Но все равно! Все равно! Хоть как-то можно было среагировать! Лежала и ждала все же, что придет, мол разговор не закончен скажет. Но нет. Глаза закрыла — открыла, а уже утро, и в квартире тишина. Села на кровати, заметила свою сумку с вещами у кресла. Выглянула из спальни, которую вчера нахально заняла по принципу “все нахер с пляжу — я тут ляжу”. Тишина полнейшая. В санузле пусто, на кухне тоже, со стола все убрано, и лежат только несколько тысячных купюр. Это, сука, что? Это он типа мне заплатил за секс? Ну и курва же ты, Лебедев! Я тебе все, как на духу, сказала же, что ты — это совсем другое, что никогда с тобой ради денег не смогла бы, а ты… Скот!
Наверняка же нарочно, чтобы ткнуть меня носом в то, кем считаешь и по-другому никак.
— Ну и похер на тебя! — пробормотала, кусая губы, чтобы забить физической болью жжение в груди. — Так даже лучше. А то еще сдуру бы повелась на твое предложение конченное и каждый день бы чувствовала себя, как оплеванной.
Приняла душ, оделась, нашла в холодильнике вчерашние деликатесы и поела, хоть на вкус все показалось пеплом каким-то.
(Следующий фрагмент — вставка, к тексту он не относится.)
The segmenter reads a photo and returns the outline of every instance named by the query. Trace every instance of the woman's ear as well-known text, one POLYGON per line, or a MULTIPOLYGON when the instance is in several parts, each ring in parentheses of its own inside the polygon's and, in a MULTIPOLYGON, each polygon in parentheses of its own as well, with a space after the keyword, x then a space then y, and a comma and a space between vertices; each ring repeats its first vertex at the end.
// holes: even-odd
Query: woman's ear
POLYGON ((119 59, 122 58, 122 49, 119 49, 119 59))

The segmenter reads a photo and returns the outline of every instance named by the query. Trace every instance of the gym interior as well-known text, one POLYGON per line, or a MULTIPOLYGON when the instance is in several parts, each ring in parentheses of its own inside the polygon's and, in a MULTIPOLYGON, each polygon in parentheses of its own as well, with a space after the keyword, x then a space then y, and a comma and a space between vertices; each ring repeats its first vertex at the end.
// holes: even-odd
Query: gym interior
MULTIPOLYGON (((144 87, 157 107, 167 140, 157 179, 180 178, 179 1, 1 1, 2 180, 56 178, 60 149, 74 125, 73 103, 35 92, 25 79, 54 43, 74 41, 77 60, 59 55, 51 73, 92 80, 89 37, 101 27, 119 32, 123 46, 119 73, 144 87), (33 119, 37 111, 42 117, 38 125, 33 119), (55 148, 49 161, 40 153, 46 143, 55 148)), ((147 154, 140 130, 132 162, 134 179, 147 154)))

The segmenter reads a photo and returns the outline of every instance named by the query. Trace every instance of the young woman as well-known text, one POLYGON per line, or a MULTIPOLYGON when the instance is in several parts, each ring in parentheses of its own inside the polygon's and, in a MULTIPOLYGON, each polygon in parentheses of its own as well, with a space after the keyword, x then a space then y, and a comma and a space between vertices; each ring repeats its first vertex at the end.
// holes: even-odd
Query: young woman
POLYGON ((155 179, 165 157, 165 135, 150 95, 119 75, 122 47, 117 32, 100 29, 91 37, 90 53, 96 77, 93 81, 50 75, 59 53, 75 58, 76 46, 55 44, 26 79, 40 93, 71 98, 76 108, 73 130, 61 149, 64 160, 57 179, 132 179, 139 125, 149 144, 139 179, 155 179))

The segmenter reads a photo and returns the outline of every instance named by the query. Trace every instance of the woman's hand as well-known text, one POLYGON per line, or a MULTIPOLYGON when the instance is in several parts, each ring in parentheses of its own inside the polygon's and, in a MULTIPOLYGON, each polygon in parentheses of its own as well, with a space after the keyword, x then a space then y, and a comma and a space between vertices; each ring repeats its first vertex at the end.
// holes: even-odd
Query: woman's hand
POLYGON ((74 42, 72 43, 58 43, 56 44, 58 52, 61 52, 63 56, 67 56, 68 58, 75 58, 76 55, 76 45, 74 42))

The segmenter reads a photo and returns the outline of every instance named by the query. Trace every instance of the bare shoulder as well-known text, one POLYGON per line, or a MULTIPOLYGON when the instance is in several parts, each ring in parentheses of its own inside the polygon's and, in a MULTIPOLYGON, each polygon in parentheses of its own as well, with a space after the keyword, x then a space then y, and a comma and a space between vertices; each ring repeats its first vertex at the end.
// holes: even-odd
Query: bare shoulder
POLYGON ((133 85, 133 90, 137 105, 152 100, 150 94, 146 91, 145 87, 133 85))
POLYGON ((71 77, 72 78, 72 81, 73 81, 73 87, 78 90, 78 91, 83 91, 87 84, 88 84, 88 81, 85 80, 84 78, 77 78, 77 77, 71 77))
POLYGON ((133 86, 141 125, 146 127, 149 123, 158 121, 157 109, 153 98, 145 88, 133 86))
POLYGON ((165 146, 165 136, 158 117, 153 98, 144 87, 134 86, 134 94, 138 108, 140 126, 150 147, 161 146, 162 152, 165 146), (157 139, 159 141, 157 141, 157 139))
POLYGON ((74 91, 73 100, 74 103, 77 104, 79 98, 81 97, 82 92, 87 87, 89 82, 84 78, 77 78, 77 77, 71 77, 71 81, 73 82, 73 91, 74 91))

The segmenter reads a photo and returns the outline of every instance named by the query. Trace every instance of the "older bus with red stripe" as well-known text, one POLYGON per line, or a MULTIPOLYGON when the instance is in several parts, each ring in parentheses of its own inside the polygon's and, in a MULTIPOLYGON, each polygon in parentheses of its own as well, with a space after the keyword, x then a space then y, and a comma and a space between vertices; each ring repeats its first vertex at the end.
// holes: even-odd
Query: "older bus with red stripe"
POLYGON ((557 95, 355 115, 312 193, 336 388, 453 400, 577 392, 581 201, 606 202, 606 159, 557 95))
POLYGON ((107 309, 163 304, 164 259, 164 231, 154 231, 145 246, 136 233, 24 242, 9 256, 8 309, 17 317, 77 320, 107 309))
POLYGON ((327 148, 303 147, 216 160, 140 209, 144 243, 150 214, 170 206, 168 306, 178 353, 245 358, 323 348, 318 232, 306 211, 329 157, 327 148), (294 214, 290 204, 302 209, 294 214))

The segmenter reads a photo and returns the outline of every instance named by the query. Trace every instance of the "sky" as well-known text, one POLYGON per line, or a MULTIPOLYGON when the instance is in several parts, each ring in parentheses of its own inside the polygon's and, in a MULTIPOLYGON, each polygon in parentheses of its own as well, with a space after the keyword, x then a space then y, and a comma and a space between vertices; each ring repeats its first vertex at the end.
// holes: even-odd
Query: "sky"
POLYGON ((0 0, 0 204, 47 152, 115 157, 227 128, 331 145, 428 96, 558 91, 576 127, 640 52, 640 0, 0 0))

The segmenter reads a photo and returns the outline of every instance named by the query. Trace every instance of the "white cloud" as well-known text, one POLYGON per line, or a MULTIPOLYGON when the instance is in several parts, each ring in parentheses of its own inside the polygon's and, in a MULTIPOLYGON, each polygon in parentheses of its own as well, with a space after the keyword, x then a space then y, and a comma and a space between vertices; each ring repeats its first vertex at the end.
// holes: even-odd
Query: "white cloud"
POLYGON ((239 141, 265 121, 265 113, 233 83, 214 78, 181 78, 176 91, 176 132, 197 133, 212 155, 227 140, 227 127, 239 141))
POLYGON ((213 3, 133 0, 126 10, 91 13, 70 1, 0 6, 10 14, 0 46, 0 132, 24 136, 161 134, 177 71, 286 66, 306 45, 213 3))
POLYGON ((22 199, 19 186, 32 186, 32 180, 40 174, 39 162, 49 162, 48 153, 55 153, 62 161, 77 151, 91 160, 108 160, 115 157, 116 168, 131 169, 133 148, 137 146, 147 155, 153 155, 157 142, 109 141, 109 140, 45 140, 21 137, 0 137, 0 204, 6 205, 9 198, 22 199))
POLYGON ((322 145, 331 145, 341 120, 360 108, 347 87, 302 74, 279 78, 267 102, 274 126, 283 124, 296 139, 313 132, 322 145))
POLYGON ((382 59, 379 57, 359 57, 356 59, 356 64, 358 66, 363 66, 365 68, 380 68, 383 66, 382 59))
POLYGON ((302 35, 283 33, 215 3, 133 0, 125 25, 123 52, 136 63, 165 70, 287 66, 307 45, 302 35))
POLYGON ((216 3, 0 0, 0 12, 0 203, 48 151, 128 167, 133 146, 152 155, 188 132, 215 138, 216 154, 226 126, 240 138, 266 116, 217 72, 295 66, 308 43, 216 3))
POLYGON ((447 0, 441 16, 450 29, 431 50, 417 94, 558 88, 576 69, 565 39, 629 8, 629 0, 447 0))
В прихожей увидела клочок бумаги, поверх которого лежали ключи от квартиры. “Отдай Боеву”. И все. Как говорится — ни здрасти, ни насрать, вообще и словечка не достойна ты, Ерохина. А и правда, чего там писать, да? О чем? Рабочих отношений больше нет, в притоне и с бандюками чуток покуражились, и тоже тема закрыта, секс случился, но за него уплачено. Все.
Шумно втянула воздух носом, медленно выдохнула, изгоняя прочь и боль. Она, гадина, упорно цеплялась за что-то внутри, но фигня вопрос, все дело в количестве вдохов-выдохов и минут-часов-дней. Пройдет. Че там было-то в принципе?
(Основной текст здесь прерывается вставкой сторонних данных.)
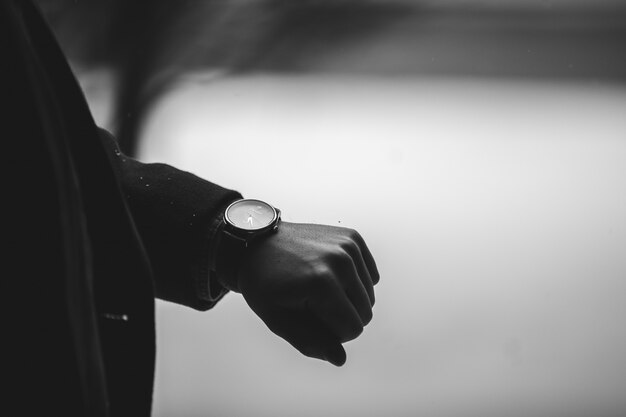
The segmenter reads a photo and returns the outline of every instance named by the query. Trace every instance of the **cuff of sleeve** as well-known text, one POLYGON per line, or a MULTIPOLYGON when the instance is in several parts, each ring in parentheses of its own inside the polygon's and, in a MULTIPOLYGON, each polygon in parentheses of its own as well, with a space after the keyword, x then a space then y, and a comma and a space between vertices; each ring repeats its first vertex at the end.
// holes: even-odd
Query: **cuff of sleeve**
POLYGON ((224 212, 226 204, 222 210, 219 211, 220 216, 215 218, 207 231, 208 241, 208 263, 207 269, 201 271, 198 282, 198 298, 203 301, 208 301, 211 304, 215 304, 224 295, 229 292, 229 289, 224 287, 217 278, 216 264, 217 264, 217 250, 220 243, 220 230, 222 226, 221 213, 224 212))

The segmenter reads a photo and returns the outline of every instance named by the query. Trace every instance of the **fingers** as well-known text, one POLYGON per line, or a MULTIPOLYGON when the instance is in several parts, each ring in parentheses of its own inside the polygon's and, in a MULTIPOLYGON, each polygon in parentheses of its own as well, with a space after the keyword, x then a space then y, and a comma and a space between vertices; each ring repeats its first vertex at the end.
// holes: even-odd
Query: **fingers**
POLYGON ((359 247, 363 262, 367 266, 367 270, 372 279, 372 283, 374 285, 378 284, 378 282, 380 281, 380 274, 378 273, 378 267, 376 266, 376 261, 374 260, 372 253, 370 252, 369 248, 365 244, 365 240, 357 231, 353 232, 352 239, 359 247))
POLYGON ((329 270, 313 282, 306 310, 313 313, 342 343, 355 339, 363 332, 363 320, 333 271, 329 270))
MULTIPOLYGON (((355 271, 356 273, 356 271, 355 271)), ((361 320, 361 325, 366 326, 372 321, 372 304, 363 284, 356 280, 350 287, 346 288, 345 294, 352 303, 361 320)))
MULTIPOLYGON (((358 267, 359 258, 354 258, 346 253, 338 267, 339 280, 343 282, 346 296, 359 314, 361 324, 367 325, 372 320, 372 305, 374 302, 374 288, 369 278, 369 273, 362 267, 358 267), (359 270, 360 273, 359 273, 359 270)), ((363 262, 361 261, 361 264, 363 262)))
MULTIPOLYGON (((346 341, 358 336, 372 320, 375 295, 370 268, 361 252, 361 246, 366 250, 367 246, 358 232, 343 231, 337 250, 328 252, 324 265, 316 269, 320 276, 314 279, 321 285, 318 285, 318 296, 311 298, 311 307, 342 341, 346 341), (359 317, 360 326, 354 320, 353 311, 359 317)), ((369 250, 367 254, 371 257, 369 250)), ((378 274, 375 264, 374 273, 378 274)))
MULTIPOLYGON (((350 257, 351 266, 354 268, 356 276, 359 279, 362 291, 365 291, 367 293, 367 297, 369 298, 369 309, 371 310, 371 307, 376 302, 376 296, 374 295, 374 283, 372 281, 369 269, 365 264, 365 260, 363 259, 361 249, 352 239, 348 240, 347 243, 343 245, 343 247, 350 257)), ((346 272, 349 273, 350 271, 346 272)), ((367 320, 367 322, 369 322, 369 320, 367 320)))

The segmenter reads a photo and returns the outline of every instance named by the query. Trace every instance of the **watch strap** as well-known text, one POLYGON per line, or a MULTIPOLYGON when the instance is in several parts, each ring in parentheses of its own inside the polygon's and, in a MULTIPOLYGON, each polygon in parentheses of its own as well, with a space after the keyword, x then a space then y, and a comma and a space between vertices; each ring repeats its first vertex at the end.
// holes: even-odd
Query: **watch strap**
POLYGON ((217 254, 215 259, 215 275, 224 287, 240 292, 237 273, 247 243, 244 239, 228 232, 222 223, 218 231, 217 254))

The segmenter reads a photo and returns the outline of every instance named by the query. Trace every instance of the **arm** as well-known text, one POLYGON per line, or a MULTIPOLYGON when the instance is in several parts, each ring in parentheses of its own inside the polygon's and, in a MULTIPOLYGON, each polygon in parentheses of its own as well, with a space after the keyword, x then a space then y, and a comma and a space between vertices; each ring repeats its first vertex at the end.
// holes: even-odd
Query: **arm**
POLYGON ((157 297, 213 307, 226 289, 209 274, 209 244, 224 207, 241 195, 166 164, 132 159, 100 132, 148 252, 157 297))
POLYGON ((218 244, 218 270, 209 280, 216 288, 214 300, 198 301, 197 283, 208 276, 208 242, 216 240, 216 222, 228 203, 241 196, 167 165, 141 164, 112 149, 117 164, 123 165, 122 185, 153 260, 159 297, 207 309, 226 289, 239 292, 271 331, 302 354, 337 366, 345 362, 342 343, 359 336, 372 319, 374 285, 379 281, 374 258, 359 233, 282 222, 275 234, 243 254, 218 244), (229 260, 229 267, 220 270, 223 259, 229 260))

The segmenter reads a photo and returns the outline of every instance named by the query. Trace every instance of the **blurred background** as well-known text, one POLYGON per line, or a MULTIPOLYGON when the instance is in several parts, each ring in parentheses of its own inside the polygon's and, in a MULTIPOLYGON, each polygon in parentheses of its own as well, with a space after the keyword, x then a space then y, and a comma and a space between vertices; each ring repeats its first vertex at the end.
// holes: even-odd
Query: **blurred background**
POLYGON ((155 416, 626 415, 626 2, 39 2, 126 152, 382 275, 342 368, 159 302, 155 416))

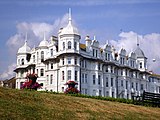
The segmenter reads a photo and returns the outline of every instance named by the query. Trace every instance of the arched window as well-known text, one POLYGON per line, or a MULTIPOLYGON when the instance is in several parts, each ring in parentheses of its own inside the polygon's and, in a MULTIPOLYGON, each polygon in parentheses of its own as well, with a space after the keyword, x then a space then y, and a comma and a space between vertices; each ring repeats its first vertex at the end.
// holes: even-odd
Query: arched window
POLYGON ((50 77, 50 84, 52 84, 53 83, 53 75, 51 75, 51 77, 50 77))
POLYGON ((33 55, 33 62, 35 62, 35 55, 33 55))
POLYGON ((24 65, 24 59, 21 60, 21 65, 24 65))
POLYGON ((71 49, 71 41, 68 41, 68 49, 71 49))
POLYGON ((65 42, 63 42, 63 50, 65 49, 65 42))
POLYGON ((41 69, 41 76, 44 76, 44 69, 41 69))
POLYGON ((41 51, 41 62, 44 61, 44 51, 41 51))

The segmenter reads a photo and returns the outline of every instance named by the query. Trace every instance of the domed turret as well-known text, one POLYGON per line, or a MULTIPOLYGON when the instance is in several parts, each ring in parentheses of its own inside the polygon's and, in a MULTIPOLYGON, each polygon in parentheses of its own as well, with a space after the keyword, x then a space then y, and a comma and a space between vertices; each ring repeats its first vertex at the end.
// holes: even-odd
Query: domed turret
POLYGON ((76 34, 79 35, 78 29, 72 25, 71 10, 69 9, 68 25, 61 30, 61 34, 76 34))
POLYGON ((45 33, 44 33, 44 39, 40 42, 39 47, 46 47, 48 45, 49 45, 49 43, 46 40, 45 33))
POLYGON ((31 48, 27 45, 27 40, 25 41, 24 45, 19 48, 18 53, 29 53, 31 48))

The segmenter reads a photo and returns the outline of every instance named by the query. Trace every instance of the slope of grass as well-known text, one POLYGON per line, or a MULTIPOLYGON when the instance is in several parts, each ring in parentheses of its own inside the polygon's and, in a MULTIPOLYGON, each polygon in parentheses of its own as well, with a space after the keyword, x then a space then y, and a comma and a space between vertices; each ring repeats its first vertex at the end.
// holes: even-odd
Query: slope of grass
POLYGON ((0 87, 0 119, 158 120, 160 108, 0 87))

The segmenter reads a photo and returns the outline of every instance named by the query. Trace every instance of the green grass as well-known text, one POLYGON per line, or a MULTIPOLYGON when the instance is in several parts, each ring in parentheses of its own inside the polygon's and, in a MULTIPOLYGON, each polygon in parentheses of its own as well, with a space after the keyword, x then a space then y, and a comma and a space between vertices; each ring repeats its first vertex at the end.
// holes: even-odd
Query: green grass
POLYGON ((160 108, 0 87, 1 120, 158 120, 160 108))

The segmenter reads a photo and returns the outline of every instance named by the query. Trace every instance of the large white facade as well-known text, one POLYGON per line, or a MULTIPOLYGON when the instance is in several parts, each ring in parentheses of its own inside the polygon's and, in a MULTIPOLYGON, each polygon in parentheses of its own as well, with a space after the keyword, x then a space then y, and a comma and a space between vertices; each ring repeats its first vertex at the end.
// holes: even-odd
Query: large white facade
POLYGON ((124 48, 116 51, 110 44, 101 48, 95 37, 91 40, 86 36, 85 44, 80 40, 71 14, 58 37, 46 40, 44 36, 32 49, 26 39, 17 52, 16 88, 26 81, 27 73, 37 73, 37 82, 43 83, 41 90, 64 92, 64 84, 74 80, 80 92, 88 95, 131 98, 143 90, 154 92, 149 85, 147 58, 139 44, 127 55, 124 48))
На районе все как всегда в выходной день. Пацаны гоняют на великах, мамаши с колясками на них рявкают периодически, взрослые дядьки забивают козла в домино за деревянным раскладным столом под здоровенной липой, пенсионерки ковыряются в цветниках под окнами первых этажей, очищая их от сорняков, пивных бутылок и пакетиков от семок, которыми стабильно все загаживают Соленый и подобные ему свинорылы. Перед подъездами на лавочках дневной дозор из бабулек на изготовке — ни одна муха не пролетит, не обзаведясь четкой классификацией: шалава она, наркоман, алкаш, уголовник или просто невоспитанная зараза, которой трудно разве постоять с хорошими людьми и выслушать от них все сплетни и снабдить новыми.
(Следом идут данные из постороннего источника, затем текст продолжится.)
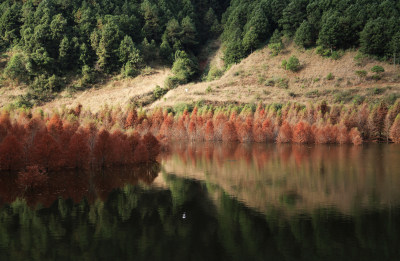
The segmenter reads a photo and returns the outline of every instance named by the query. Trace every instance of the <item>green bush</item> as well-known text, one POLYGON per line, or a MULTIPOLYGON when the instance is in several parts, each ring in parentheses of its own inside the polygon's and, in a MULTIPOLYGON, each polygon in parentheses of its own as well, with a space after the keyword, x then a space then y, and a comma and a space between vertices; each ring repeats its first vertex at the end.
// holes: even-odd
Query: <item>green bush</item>
POLYGON ((268 45, 268 47, 271 49, 273 56, 277 56, 283 50, 282 43, 271 43, 268 45))
POLYGON ((164 88, 167 90, 175 89, 180 83, 181 80, 178 79, 178 77, 169 76, 167 79, 165 79, 164 88))
POLYGON ((380 65, 375 65, 374 67, 371 68, 371 72, 374 72, 376 74, 381 74, 385 72, 385 69, 383 69, 383 67, 380 65))
POLYGON ((285 70, 286 70, 286 66, 287 66, 287 61, 286 61, 286 60, 283 60, 282 63, 281 63, 282 69, 285 69, 285 70))
POLYGON ((156 86, 156 88, 153 91, 153 97, 154 100, 160 99, 162 96, 164 96, 168 90, 161 88, 159 85, 156 86))
POLYGON ((300 61, 296 56, 291 56, 286 64, 286 70, 297 72, 300 70, 300 61))
POLYGON ((210 70, 208 71, 208 74, 207 74, 207 81, 217 80, 217 79, 221 78, 222 75, 224 75, 224 71, 223 70, 218 69, 215 66, 211 66, 211 68, 210 68, 210 70))
POLYGON ((360 78, 365 78, 365 77, 367 77, 367 71, 365 71, 365 70, 361 70, 361 71, 356 71, 356 74, 357 74, 357 76, 358 77, 360 77, 360 78))
POLYGON ((335 77, 333 76, 332 73, 329 73, 329 74, 326 76, 326 79, 327 79, 328 81, 333 80, 334 78, 335 78, 335 77))

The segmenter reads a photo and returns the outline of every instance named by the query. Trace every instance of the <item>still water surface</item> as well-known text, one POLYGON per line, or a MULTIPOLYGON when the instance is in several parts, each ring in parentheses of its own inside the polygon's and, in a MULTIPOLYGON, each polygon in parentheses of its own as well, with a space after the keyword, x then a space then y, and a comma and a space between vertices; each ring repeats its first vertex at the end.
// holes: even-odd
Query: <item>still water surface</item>
POLYGON ((30 190, 3 173, 0 260, 400 260, 400 146, 177 144, 30 190))

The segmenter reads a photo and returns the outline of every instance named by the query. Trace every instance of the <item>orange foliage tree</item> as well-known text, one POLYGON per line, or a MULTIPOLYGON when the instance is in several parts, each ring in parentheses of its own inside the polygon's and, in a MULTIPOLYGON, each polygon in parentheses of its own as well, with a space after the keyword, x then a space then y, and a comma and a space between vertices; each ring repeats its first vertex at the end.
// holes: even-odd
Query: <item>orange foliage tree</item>
POLYGON ((394 143, 400 143, 400 114, 397 115, 390 128, 390 138, 394 143))
POLYGON ((276 142, 278 143, 288 143, 292 141, 292 127, 290 124, 285 121, 279 129, 278 137, 276 138, 276 142))
POLYGON ((311 143, 313 141, 311 127, 303 121, 296 124, 293 131, 293 142, 311 143))
POLYGON ((0 169, 18 170, 22 165, 22 145, 13 134, 8 134, 0 145, 0 169))

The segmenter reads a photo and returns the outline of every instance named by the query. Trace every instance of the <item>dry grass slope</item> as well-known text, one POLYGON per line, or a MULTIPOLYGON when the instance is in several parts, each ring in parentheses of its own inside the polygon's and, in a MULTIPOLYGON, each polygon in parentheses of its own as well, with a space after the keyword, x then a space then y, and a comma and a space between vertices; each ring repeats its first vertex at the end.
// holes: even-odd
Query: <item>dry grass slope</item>
POLYGON ((324 58, 315 49, 301 50, 288 44, 278 56, 272 56, 268 47, 260 49, 241 63, 233 65, 218 80, 190 83, 168 92, 154 107, 174 106, 196 101, 307 103, 326 100, 329 103, 348 103, 353 100, 374 100, 400 95, 400 68, 388 63, 364 58, 357 63, 356 51, 347 51, 338 59, 324 58), (292 55, 299 58, 301 70, 290 72, 281 63, 292 55), (372 79, 371 68, 381 65, 382 79, 372 79), (356 71, 365 70, 368 76, 360 78, 356 71), (332 77, 328 77, 331 74, 332 77))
Я прошмыгнула мимо наших стражниц подъезда едва кивнув на их попытку вцепиться в меня с разговорами, и бегом поднялась по лестнице.
— Лизка! — шепотом приветствовала меня Ирка. — А мы думали ты только завтра вернешься или сегодня поздно вечером.
— Ну раньше освободилась, — пожала я плечами, стараясь натянуть самое невозмутимое выражение лица из возможных. — Мама Любку укладывает?
— Ага. А че случилось-то? Не срослось что-то с работой? — встревоженно всмотрелась мне в лицо сеструха.
— Все нормально, говорю! — раздраженно прошипела в ответ. — Спать пойду, устала.
— Ли-и-из… — сестра шагнула ко мне и обняла кратко, — херня все, не бегом, так ползком, но где надо будем.
Ну да, кого обмануть-то хочу, роднулю свою, которая меня как облупленную знает.